Hillary Clinton has called for accepting 65,000 Syrian refugees next year, and on Tuesday said she has “long been an advocate for tough vetting.”
But the Democratic nominee said the people fleeing violence in Syria are not the same kind of people who attacked the country on Sept. 11, 2001.
“These were not refugees who got into airplanes and attacked our city and our country,” she told reporters Monday during a news conference. “So let’s not get diverted and distracted by the kind of campaign rhetoric we hear coming from the other side.”
Speaking in New York, Obama did not mention Trump by name, but he did warn Americans not to “succumb to that fear” following terror attacks.
Much remains unknown about Rahami and Adan, including whether they came to the United States as refugees.
Advocates expressed dismay that those details have been lost in the debate, although they acknowledged it’s all but expected in a heated political season dominated by Trump’s tough talk on immigration.
“It doesn’t surprise me,” said AFL-CIO Executive Vice President Tefere Gebre, who added there is “no statistical evidence” that refugees are more likely to commit acts of terror.
“Refugees like myself are very grateful Americans,” said Gebre, who fled Ethiopia as a teenager. “It’s a shame to see people like Trump play a game with a serious thing like refugees fleeing violence.”
The squabbling has cast a shadow over the president’s refugee meeting, expected to be one of the signature moments during his final appearance at the annual U.N. summit as president.
Obama plans to announce new commitments from foreign governments and corporations to aid refugees, including a pledge to resettle 110,000 refugees from all nations inside the United States next year.
Obama has faced criticism from all sides over his handling of the Syrian crisis.
Human rights groups have praised the summit but also say it highlights the Obama administration’s failings in Syria. Obama has refused to directly intervene in the country’s five-year civil war with actions like setting up safe zones for refugees.
Dozens of countries are expected to announce new commitments at the summit, which is co-hosted by Jordan, Mexico, Sweden, Germany, Canada and Ethiopia, according to administration officials.
“This summit is not going to be a panacea,” Samantha Power, the U.S. ambassador to the U.N., told reporters. “But it’s an example, I think, of the U.S. leveraging our unrivaled leadership … to get countries to do things they would not otherwise have done if this meeting were not occurring.”
Power did not disclose the pledges from other countries.

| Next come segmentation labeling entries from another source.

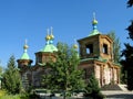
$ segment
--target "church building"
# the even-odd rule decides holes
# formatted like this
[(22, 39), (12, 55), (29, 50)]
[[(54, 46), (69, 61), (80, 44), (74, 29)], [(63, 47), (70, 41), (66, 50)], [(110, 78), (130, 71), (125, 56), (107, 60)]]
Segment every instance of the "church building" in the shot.
[[(86, 37), (78, 40), (80, 48), (79, 68), (84, 70), (85, 80), (88, 80), (93, 73), (100, 86), (111, 82), (120, 84), (120, 66), (115, 64), (113, 59), (113, 41), (108, 35), (100, 33), (96, 25), (98, 21), (93, 18), (92, 32)], [(24, 52), (17, 61), (24, 88), (29, 86), (40, 87), (42, 80), (41, 76), (49, 74), (49, 66), (45, 68), (47, 62), (50, 59), (55, 62), (55, 53), (58, 53), (53, 40), (53, 30), (48, 30), (45, 45), (35, 53), (35, 64), (33, 66), (31, 65), (32, 59), (28, 54), (29, 46), (25, 42), (23, 46)]]

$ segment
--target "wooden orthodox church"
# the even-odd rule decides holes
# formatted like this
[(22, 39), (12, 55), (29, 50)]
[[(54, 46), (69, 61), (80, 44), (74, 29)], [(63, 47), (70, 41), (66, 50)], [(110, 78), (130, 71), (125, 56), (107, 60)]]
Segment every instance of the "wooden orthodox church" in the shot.
[[(79, 68), (84, 70), (84, 79), (89, 79), (93, 73), (99, 80), (100, 86), (109, 85), (111, 82), (120, 82), (120, 66), (113, 61), (113, 41), (108, 35), (101, 34), (98, 31), (98, 21), (93, 18), (92, 26), (93, 30), (84, 38), (78, 40), (79, 43), (79, 56), (80, 65)], [(49, 68), (44, 68), (45, 63), (52, 58), (55, 61), (55, 53), (58, 48), (53, 45), (53, 31), (45, 37), (44, 47), (35, 53), (35, 65), (31, 66), (32, 59), (28, 55), (27, 43), (23, 46), (23, 54), (17, 61), (18, 67), (22, 78), (24, 88), (28, 86), (40, 87), (41, 76), (49, 74)], [(76, 45), (75, 45), (76, 47)]]

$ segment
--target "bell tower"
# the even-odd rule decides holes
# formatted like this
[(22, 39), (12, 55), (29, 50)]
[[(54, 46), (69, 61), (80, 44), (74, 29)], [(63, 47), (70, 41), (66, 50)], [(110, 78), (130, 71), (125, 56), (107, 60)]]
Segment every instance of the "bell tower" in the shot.
[(79, 40), (81, 58), (103, 58), (106, 61), (113, 61), (113, 41), (103, 35), (98, 30), (98, 21), (95, 15), (92, 21), (93, 30), (89, 36)]
[(28, 45), (27, 45), (27, 40), (23, 46), (23, 54), (20, 57), (20, 59), (18, 59), (18, 67), (22, 70), (24, 68), (27, 68), (28, 66), (31, 66), (32, 59), (30, 59), (29, 55), (28, 55)]
[(84, 70), (84, 79), (94, 74), (100, 86), (120, 82), (120, 65), (113, 59), (113, 41), (98, 30), (98, 21), (93, 14), (93, 30), (81, 40), (78, 40), (80, 47), (80, 68)]

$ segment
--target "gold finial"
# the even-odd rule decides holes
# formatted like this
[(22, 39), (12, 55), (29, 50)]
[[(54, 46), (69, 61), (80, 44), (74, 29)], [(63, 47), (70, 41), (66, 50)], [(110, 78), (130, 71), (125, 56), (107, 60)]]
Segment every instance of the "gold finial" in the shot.
[(54, 35), (53, 35), (53, 28), (51, 26), (51, 34), (50, 34), (50, 38), (53, 40)]
[(74, 38), (74, 45), (73, 48), (78, 48), (76, 40)]
[(45, 36), (45, 40), (49, 41), (50, 40), (50, 35), (49, 35), (49, 29), (47, 30), (47, 36)]
[(95, 12), (93, 12), (93, 21), (92, 21), (92, 24), (98, 24), (98, 21), (95, 19)]
[(27, 50), (27, 48), (29, 47), (29, 46), (27, 45), (27, 43), (28, 43), (28, 41), (25, 40), (25, 41), (24, 41), (24, 46), (23, 46), (24, 50)]

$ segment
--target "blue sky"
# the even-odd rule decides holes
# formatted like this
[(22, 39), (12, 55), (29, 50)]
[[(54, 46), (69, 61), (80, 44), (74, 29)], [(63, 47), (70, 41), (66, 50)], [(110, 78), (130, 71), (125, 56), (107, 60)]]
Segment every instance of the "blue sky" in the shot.
[(126, 0), (0, 0), (0, 65), (6, 67), (12, 54), (20, 58), (25, 38), (28, 53), (34, 61), (34, 53), (45, 45), (50, 26), (53, 26), (54, 44), (61, 41), (71, 45), (74, 38), (88, 36), (93, 12), (99, 21), (98, 30), (103, 34), (115, 31), (123, 48), (132, 10), (126, 8)]

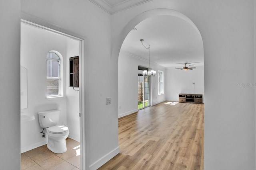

But on Monday, China announced it plans to contribute an additional $100 million to refugee relief efforts. Canada pledged a 10 percent increase in its overall humanitarian assistance efforts this year.
Refugee activists say the administration could still be doing more.
“US leadership better if Syria refugees accepted (10K) matched Canada (35K) or Germany (500K),” Kenneth Roth, the executive director of Human Rights Watch, tweeted Monday.
A coalition of 41 nongovernmental organizations have urged Obama to increase the U.S.’s overall refugee target to 200,000 next year. But Republicans in Congress, which funds refugee resettlement efforts, have posed a roadblock to further expansion.
Their opposition to a more generous refugee policy may harden after last weekend’s violence.